In this time of tech-induced attention-deficit-disorder, in which distraction is censorship, reading books for pleasure is both a powerful antidote and a tiny commitment to the coming revolution.
 
Maybe I go too far?
 
And yet, a few books over the last few weeks have given me so much…well, if not deep and democratic thoughtfulness, then an opportunity for the kind of far-ranging meditative rumination that makes life meaningful. If you also require an unTwitter, consider taking a tour of the following titles.
 
First, head west to L.A., where IQ (Joe Ide) is set.
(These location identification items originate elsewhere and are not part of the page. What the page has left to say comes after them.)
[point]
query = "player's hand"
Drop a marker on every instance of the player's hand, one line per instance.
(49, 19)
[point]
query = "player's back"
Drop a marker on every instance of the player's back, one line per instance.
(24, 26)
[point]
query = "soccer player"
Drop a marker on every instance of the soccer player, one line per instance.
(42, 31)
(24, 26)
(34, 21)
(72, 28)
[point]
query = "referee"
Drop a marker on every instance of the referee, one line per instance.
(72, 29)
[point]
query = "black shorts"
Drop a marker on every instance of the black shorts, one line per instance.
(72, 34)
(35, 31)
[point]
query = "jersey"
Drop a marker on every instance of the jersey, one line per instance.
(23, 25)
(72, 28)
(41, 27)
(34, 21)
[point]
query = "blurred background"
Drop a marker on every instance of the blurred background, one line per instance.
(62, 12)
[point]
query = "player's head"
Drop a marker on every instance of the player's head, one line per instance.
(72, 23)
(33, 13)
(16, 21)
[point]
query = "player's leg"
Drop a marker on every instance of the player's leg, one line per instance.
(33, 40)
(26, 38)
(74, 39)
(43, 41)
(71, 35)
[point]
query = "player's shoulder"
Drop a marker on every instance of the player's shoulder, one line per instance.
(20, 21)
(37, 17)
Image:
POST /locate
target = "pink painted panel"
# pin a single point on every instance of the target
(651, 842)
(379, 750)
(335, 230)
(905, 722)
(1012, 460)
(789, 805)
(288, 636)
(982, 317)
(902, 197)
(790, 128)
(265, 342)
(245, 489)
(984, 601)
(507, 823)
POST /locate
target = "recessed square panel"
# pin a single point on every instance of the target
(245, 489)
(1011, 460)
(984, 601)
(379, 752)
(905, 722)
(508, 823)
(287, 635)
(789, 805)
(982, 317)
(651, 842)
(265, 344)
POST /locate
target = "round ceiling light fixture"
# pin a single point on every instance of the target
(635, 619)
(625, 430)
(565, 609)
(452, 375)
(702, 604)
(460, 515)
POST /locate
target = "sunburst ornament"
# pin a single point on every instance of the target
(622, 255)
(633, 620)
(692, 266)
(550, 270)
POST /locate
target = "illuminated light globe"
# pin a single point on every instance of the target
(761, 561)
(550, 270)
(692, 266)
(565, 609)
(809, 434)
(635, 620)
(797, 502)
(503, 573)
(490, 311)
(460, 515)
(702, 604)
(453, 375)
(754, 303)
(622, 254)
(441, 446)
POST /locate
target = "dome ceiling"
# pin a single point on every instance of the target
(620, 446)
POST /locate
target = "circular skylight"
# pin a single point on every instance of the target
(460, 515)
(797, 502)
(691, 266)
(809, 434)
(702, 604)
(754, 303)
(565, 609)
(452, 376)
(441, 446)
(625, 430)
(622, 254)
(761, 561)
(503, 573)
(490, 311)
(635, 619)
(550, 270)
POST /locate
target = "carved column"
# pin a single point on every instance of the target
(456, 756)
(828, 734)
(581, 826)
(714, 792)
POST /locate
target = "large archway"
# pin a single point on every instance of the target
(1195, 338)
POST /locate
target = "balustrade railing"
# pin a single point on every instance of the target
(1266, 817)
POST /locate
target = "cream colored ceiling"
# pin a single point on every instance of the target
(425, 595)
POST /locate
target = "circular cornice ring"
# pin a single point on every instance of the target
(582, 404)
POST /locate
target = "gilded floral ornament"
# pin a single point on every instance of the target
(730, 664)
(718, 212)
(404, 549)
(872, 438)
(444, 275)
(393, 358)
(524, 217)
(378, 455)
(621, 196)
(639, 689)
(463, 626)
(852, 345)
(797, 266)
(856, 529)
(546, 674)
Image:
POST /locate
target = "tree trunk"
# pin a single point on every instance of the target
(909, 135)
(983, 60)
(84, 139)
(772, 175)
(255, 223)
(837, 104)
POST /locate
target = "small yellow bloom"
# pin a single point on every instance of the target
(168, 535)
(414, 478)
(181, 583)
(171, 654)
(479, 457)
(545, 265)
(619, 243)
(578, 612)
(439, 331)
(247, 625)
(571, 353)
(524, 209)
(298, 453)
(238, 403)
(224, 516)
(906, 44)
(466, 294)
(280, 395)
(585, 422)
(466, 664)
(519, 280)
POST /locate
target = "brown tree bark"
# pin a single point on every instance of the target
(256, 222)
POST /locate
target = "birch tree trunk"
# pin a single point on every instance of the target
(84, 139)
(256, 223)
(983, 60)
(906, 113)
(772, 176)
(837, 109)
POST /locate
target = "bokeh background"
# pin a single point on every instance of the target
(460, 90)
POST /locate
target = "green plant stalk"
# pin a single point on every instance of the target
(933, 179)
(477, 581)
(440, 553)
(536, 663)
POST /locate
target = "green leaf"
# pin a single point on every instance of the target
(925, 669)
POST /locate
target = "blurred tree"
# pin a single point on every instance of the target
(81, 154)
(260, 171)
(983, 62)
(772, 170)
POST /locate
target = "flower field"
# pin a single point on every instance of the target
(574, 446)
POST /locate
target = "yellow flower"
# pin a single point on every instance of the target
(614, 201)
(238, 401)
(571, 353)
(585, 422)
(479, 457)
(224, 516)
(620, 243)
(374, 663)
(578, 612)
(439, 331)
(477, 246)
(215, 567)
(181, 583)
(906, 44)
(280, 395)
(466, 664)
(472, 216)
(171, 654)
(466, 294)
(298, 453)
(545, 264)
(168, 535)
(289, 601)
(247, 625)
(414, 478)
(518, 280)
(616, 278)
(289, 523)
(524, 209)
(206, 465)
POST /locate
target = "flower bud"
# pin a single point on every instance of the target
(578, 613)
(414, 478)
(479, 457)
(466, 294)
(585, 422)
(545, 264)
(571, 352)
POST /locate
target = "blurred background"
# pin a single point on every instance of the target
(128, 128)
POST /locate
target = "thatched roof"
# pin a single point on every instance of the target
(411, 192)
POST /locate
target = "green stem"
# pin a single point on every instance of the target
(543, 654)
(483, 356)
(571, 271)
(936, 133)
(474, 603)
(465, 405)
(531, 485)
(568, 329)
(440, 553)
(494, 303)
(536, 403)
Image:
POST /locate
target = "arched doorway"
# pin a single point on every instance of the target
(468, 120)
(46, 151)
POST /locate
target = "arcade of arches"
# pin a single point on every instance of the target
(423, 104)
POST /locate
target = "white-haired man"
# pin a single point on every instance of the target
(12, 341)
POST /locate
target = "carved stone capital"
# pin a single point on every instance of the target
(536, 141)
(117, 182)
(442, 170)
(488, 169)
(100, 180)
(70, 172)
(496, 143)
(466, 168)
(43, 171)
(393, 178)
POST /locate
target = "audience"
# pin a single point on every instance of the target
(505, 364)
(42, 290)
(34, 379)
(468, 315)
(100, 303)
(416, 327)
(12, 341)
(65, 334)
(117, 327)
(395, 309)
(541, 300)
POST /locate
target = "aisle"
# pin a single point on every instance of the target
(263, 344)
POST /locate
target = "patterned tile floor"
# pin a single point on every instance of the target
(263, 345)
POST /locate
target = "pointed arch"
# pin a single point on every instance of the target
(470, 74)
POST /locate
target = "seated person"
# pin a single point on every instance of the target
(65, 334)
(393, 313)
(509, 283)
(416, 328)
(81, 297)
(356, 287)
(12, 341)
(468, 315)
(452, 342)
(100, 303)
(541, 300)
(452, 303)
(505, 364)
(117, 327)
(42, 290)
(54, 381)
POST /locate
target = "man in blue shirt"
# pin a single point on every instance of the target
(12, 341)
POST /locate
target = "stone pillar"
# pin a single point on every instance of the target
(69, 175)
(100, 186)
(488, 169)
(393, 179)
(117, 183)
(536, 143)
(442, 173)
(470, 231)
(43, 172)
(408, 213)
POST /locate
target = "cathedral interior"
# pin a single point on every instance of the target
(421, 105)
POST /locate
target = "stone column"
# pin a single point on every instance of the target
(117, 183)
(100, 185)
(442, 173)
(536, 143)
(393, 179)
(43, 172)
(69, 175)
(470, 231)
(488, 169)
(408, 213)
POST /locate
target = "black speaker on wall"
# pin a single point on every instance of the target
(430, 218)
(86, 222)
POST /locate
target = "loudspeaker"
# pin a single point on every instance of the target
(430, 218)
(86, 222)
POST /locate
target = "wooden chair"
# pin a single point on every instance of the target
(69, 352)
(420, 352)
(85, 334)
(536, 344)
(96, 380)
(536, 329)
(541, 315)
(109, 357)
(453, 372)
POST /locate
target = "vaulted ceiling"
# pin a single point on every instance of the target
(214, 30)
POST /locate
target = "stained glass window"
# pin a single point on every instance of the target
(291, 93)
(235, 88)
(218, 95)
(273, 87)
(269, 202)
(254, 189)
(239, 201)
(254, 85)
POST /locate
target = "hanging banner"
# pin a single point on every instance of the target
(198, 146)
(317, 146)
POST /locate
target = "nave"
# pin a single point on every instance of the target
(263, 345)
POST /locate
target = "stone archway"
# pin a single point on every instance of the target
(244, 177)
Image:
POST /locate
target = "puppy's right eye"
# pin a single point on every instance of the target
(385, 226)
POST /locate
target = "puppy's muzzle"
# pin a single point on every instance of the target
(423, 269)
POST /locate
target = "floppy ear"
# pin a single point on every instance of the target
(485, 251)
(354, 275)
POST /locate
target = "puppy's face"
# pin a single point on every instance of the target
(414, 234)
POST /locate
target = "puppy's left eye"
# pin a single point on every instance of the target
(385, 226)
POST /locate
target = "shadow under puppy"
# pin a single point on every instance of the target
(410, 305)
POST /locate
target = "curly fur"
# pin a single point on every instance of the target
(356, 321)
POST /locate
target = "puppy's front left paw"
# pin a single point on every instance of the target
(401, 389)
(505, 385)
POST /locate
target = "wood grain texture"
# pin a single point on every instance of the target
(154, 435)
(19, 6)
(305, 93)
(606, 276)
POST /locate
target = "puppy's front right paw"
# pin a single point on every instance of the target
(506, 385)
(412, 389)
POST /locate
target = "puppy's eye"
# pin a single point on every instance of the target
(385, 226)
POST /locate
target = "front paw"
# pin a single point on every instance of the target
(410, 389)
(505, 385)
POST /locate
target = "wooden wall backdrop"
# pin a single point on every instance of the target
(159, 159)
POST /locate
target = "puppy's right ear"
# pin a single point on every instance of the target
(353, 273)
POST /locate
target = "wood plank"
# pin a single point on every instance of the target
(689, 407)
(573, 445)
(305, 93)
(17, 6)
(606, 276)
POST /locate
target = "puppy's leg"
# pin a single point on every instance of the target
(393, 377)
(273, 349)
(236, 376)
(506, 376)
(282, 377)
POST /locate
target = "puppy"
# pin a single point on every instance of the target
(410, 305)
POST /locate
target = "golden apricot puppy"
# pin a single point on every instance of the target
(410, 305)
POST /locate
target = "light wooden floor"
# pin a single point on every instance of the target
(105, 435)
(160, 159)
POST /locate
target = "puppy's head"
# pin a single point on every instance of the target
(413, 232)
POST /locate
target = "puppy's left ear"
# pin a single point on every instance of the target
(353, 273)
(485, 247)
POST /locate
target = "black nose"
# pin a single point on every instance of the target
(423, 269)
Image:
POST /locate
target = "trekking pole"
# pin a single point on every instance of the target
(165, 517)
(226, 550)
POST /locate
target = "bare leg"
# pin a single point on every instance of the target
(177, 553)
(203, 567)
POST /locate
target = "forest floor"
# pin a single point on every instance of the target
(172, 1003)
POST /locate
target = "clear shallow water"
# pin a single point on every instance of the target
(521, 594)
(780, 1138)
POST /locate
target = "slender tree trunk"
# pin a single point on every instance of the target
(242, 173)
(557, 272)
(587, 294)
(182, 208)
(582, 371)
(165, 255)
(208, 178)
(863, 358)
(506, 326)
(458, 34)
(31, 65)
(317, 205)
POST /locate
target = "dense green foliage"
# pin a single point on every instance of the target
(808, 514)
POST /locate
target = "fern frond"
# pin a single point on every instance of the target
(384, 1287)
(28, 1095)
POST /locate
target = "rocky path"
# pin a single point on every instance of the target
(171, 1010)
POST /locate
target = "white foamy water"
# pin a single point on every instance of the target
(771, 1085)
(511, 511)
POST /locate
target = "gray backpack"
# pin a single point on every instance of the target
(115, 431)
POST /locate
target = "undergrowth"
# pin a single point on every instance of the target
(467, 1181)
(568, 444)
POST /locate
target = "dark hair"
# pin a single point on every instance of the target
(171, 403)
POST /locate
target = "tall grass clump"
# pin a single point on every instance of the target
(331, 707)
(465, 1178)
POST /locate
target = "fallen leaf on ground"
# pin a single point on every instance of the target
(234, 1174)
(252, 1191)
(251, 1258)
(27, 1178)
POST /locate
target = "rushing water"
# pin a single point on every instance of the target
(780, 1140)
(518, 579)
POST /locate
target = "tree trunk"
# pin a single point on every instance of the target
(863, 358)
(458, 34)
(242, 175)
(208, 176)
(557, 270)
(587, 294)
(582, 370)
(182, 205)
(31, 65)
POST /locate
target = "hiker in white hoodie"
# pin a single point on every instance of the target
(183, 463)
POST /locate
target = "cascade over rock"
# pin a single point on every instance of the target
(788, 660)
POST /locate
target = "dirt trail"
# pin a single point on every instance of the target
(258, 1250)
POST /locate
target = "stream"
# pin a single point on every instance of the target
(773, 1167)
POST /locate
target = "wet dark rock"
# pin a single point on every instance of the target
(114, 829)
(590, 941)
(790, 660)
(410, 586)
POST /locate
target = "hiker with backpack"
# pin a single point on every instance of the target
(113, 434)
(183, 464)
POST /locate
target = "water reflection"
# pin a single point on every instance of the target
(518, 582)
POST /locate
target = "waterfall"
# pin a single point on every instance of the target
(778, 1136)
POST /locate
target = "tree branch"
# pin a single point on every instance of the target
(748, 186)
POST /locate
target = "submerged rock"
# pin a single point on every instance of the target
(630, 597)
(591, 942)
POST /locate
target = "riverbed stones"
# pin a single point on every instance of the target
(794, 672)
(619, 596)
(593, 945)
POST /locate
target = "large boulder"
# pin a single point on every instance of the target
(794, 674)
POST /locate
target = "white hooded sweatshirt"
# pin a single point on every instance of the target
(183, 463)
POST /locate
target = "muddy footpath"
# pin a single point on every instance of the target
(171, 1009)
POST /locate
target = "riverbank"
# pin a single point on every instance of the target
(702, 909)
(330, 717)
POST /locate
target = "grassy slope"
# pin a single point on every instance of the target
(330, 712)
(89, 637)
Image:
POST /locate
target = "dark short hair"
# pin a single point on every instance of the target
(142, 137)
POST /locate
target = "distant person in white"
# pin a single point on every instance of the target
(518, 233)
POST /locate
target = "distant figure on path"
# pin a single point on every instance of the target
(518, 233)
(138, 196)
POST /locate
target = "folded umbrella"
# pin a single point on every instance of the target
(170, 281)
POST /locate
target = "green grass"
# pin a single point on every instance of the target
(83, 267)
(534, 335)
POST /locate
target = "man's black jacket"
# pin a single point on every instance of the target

It’s a detective story featuring the kind of Sherlockian genius who is erratic and cold but also earnest and redeemable. It hits some familiar urban-mystery beats, but its South-Central-L.A. backdrop is so playful and poignant, and the idiosyncratic detective is so over the top and understated, that it exceeds the category.
 
Next up, travel to rainy Dublin, where Conversations with Friends (Sally Rooney) unfurls. It was a critical darling of late 2017, and though I almost hated the emo-reanimating, aggressively first-person narrator, I felt like I got her (which…?). The book’s inability to conceive of a woman in her late-30s as anything but completely irrelevant (sorry, ladies) is (mostly) offset by an interestingly indirect, unresolved depiction of marriage.
 
Now go back (way back) to the 1970s Midwest of Everything I Never Told You (Celeste Ng). Everyone loves Little Fires Everywhere, but Ng’s first book about a disconnected interracial family is affecting. I spent the first half arching my brows at the pat characters and adherence to the plot’s pattern. I spent the last half crying my eyes out. And it wasn’t just because I was sad. It was because—what’s the cliché?—the world is so beautiful and life is so short.
 
End your tour in France with How to Behave in a Crowd (Camille Bordas). Isadore, the protagonist-narrator, is an empathetic 11-year-old kid brother of five genius older siblings. His anthropological view of his family, and his tendency to engage rather than alienate make him a delightful narrative companion. Also delightful: This is Bordas’s first book in English, and the slight disruption in the English-language rendering of the French family is very charming.
 
These books took me places, but mostly by offering a respite from the hot takes and Twitter feed that regularly ignite the flames on the side of my face. I wouldn’t call them escapist, though—or I would, but what they allowed me to escape was my own tiny sphere of tech-abetted interiority. My new problem is that the only book left on my bedside table is Behave. Help! Which books have helped you log off, mute all, and carry on?